Kids' contributions make them taller, shorter than supposed

Apr 9 2013 - 3:51pm



There is so much talk about how Americans no longer believe their children will be "better off" than they are. What a terrible index that is anyway. I don't care if my children are better off than I was (although they are). I was well enough off--in riches they needed to aspire no higher (although they did.)

The real question should be whether or not our children will make significant contributions to society. Everyone of my children (even the gremlins on the right wing of the plane) have already made better contributions than I have and I believe the same will be true of their children.

I don't want my children and grandchildren in poverty. But I don't want them flailing around in undeserved riches. I want a family that remains firmly middle class. India has it entirely wrong. It is the stinking rich who are the untouchables----they cannot be touched with the feeling of others' infirmities. Some of my children might be in danger of getting too rich and I pray that doesn't happen.

No one in this world gets more without someone getting less. If my grandchildren are "better off," then someone else's grandchildren are dropping into poverty.
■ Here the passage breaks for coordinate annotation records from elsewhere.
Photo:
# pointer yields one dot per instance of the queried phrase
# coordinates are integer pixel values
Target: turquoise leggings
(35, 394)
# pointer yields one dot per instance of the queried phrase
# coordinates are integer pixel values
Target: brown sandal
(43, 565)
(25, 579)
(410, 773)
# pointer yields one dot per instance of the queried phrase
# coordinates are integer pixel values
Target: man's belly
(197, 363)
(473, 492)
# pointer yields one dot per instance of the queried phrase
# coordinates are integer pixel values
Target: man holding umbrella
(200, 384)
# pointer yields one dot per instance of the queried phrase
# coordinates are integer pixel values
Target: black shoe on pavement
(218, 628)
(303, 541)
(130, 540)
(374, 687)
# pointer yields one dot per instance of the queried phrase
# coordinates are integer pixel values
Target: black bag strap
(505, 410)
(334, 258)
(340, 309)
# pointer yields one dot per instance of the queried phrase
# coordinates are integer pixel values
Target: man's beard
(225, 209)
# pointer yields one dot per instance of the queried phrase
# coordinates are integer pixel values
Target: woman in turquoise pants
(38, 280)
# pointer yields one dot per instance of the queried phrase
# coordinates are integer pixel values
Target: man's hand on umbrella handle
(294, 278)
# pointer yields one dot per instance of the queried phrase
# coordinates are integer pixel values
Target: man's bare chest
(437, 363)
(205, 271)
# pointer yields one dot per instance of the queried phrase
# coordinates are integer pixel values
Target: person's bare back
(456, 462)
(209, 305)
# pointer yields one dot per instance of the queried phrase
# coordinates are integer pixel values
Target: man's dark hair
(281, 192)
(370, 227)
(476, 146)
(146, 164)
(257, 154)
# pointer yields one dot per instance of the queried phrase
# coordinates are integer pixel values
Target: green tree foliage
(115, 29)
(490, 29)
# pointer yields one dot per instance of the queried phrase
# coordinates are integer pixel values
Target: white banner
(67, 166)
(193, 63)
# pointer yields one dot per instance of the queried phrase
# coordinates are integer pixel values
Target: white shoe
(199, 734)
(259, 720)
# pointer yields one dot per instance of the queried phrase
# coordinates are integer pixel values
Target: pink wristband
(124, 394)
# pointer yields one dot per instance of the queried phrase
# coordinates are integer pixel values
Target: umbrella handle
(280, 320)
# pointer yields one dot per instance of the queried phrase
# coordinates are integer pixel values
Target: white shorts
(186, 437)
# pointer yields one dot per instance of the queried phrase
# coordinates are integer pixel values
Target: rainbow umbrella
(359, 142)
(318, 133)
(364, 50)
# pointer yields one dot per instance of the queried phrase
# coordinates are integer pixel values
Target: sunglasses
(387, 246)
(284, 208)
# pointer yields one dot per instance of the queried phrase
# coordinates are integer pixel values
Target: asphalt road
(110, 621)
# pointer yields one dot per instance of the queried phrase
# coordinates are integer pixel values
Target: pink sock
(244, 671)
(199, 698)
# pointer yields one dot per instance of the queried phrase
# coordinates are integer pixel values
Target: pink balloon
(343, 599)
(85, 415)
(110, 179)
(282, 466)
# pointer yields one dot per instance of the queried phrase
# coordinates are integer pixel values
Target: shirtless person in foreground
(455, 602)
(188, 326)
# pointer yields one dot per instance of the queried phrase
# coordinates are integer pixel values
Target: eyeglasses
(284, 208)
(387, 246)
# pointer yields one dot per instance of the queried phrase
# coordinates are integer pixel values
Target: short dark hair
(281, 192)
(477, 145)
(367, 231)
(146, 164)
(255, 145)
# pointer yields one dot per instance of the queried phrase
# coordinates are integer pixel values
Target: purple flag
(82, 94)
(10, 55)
There comes a time when you've given your children enough and it's time to start caring about children who are not your own.

I'm going to boast a bit and repent later. My oldest son and his wife, after having five children themselves, and losing one right after birth, adopted a crack baby who will always be afflicted by his birth mother's addiction. They have the task of making a loving home for a son who is black and legitimately damaged by circumstances he did not create; they've faced all the challenges and are so involved in the struggle that they don't see the long, drawn out magnificence of what they are doing.

We need to stand our children up against the wall of common good before taking measure of them, because lately we've been getting it all wrong. Some of our children are taller and some are shorter than we suppose.